Si las aguas del Cauca corrieran hacia atrás, regresando en el tiempo, traerían consigo la multitud de canoas, piraguas, planchones, lanchas y pangas que las han transitado a lo largo de las generaciones, devolviendo el espectáculo de una gran avenida acuática galopada por pescadores, barequeros, comerciantes de madera, músicos, campesinos, vendedores de variedades, orfebres errantes, nómadas del río que se iban quedando en las riberas de aspecto más fértil para sentar los cimientos de caseríos que después se convertían en los pueblos, tan efervescentes como Caucasia. Al abrigo de un paisaje similar vino al mundo Facundo, sembrador de olvidos.

El apelativo por el que todo el mundo lo conoce ya se adhirió a él como una contundente capa de identidad que supera la de su verdadero nombre, Dagoberto Masón Meléndez. No, ese que figura en su registro de nacimiento, en su cédula o en los diplomas que dan fe de sus estudios no alcanza a contener la leyenda real que, en cambio, Facundo sí alberga en sus ventosas sílabas. Solo Facundo, sembrador de olvidos, pudo nacer una mañana o una noche de 1949 a bordo de la lancha La Argentina, mientras su madre, adolorida por las contracciones del parto, viajaba entre Guacamayal y Caucasia. Como nació sobre el río no puede desprenderse de él. Todos los días acude a sus orillas para mirar las aguas, dejarse llevar la mirada en la corriente, asistir al nacimiento de las palabras mientras ve transcurrir las faenas ininterrumpidas de los ribereños.

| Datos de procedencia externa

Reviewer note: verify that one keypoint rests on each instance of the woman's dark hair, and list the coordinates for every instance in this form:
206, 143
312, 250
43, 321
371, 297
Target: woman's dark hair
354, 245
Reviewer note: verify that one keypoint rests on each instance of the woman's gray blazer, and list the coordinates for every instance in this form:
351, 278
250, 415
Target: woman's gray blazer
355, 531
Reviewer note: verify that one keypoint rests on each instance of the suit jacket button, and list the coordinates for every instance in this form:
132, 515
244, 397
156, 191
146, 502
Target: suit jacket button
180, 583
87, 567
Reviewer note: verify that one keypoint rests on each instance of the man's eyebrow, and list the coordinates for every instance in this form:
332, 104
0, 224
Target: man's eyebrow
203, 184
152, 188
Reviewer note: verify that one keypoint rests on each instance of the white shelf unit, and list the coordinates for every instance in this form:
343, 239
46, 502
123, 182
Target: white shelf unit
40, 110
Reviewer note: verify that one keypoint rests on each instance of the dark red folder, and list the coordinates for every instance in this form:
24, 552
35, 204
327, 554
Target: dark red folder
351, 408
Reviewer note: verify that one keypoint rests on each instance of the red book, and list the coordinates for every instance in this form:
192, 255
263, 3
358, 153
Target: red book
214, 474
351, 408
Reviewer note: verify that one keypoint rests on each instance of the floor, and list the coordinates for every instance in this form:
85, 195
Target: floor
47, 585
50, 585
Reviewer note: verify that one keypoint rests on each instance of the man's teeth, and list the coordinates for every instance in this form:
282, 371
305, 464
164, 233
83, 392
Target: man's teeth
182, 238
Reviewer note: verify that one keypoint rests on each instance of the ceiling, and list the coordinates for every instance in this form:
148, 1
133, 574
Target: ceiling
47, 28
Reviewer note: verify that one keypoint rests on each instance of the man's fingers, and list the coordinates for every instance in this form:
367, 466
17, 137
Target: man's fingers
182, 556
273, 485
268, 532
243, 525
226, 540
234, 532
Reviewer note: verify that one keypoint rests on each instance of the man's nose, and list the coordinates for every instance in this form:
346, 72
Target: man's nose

Solo Facundo, también, podría lucir esos atuendos fantásticos que lo caracterizan, parece vestido con el plumaje de las aves. Sí, digamos, para bien de su leyenda, que una tarde tan incierta como la fecha de su cumpleaños —Facundo se la reserva como secreto de Estado— quizás un remolino de guacamayas, esmeraldales, garzas, perdices coloradas, guacharacas, golondrinas aliblancas y caciques candela, dejó caer sobre sobre sus camisas, sus gorros tejidos y sus alpargatas de tela un rocío de colores. Aunque esta explicación de fábula no supera la que él mismo tiene para el origen de su vestuario. La corriente de la memoria devuelve a Facundo hasta sus ancestros africanos. Imagina que tal vez algún «eslabón perdido de su hermandad», como le dijo alguna vez a un periodista, se vistió como él y dejó «ese legado impregnado en mis venas, en mi sangre, el sabor de los negros». Esa corriente en la que está embarcado Facundo no se detiene en su envoltura exterior, al contrario, lo envuelve y lo penetra hasta lo más íntimo porque lo encadena a su padre, Eusebio Masón Caballero, conocido como el trovador del Bajo Cauca, de quién Facundo heredó la destreza de enlazar las palabras para convertir su música en historias. Pero para entender esto es mejor escuchar cómo Facundo se deja llevar por la crecida de sus palabras:

«Yo pertenezco a la raíz de mis ancestros negros y siempre me he hecho la pregunta: “No joda, ¿yo qué tanto tengo de mis abuelos y mis abuelas y de mis tatarabuelos? ¿Quién sería el loco que me sembró la semillita de la locura?”. Nos robaron todo, nos arrancaron la piel, despedazaron la ilusión, incluso cortaron nuestro cordón umbilical trayéndonos a otras tierras, nos separaron de nuestras familias y, a pesar de que veníamos tantos negros en los barcos negreros, no podíamos comunicarnos, veníamos de comunidades diferentes, en el lenguaje estábamos embolatados. Entonces yo digo: a pesar de que me robaron eso, jamás pudieron ni podrán arrebatarme este hermoso tambor negro azul petróleo que cargo dentro de mi pecho y que cada segundo infinitesimal, hasta el día de mi muerte, estará tamborileando por mi raza, por mi fe y mi esperanza».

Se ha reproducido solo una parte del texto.